We’ve always known that college football is a peculiar set of complex fiefdoms loosely bound by common interest. What we’ve never seen quite like in 2020 is what happens when the threads unravel. We have the SEC, Big 12, and ACC primed to play football as the Big Ten and Pac-12 cancel their seasons. Within the Big Ten, there is not exactly unity. The NCAA has essentially punted any leadership responsibility to the conferences and now we have a scattered mess.
Nick Saban, on a conference call earlier this week with reporters, was asked if college football could benefit from a commissioner.
“I think that it’s important — at least I look at it as if it’s important that we have something or someone, some organizational body who can bring everybody together,” Saban said, via al.com. “And I don’t know if that’s a commissioner, if it’s some council, I don’t know if it’s a committee someplace. I really don’t know the best way to do that, but I do think that it would benefit college football if the five major conferences could always sort of come together on what’s best for college football.
“I’m not saying they don’t all have those intentions,” Saban continued. “They do. But sometimes they don’t all sort of marry up, which is kind of the situation that we have this year. Do I think it would be beneficial if we had some way we could tie all that together? The solution to that, I’m not sure what that would be.”

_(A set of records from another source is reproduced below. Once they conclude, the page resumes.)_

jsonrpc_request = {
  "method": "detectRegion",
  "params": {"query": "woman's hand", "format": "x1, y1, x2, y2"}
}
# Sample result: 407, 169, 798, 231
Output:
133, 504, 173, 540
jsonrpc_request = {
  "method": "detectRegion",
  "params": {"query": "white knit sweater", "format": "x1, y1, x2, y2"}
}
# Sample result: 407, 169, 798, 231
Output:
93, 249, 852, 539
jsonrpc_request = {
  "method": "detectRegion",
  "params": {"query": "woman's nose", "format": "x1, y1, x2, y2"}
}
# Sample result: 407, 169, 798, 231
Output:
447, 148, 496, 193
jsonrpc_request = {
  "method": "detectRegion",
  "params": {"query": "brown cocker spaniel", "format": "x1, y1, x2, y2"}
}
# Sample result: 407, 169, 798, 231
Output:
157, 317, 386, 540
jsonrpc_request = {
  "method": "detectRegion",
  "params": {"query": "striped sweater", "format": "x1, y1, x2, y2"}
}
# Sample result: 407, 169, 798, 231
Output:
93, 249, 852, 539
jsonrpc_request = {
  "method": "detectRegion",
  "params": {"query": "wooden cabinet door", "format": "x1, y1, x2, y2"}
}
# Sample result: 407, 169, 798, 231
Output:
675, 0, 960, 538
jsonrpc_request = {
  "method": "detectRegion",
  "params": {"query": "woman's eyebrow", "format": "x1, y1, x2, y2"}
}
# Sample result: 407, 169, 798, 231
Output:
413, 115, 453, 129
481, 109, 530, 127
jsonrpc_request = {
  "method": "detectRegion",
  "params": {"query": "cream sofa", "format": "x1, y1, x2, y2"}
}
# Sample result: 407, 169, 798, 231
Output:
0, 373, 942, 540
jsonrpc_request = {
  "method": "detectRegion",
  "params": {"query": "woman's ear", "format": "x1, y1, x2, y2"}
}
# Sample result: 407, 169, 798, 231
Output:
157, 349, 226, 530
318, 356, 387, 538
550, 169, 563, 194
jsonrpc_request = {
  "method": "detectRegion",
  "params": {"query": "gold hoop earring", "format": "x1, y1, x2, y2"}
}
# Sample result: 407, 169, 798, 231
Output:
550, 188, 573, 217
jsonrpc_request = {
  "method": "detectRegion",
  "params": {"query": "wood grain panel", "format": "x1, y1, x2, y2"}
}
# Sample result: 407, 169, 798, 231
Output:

Saban is not wrong here, but the path towards getting to where he wants is going to be rocky. Perhaps if the Power Five break away from the NCAA, as a lot of people are speculating will ultimately happen, there will be a little more cohesion. However, as we’ve seen in the current predicament, it’s not going to be easy for a consensus builder to handle everything. Saban could very well be finished with the sport by the time that happens.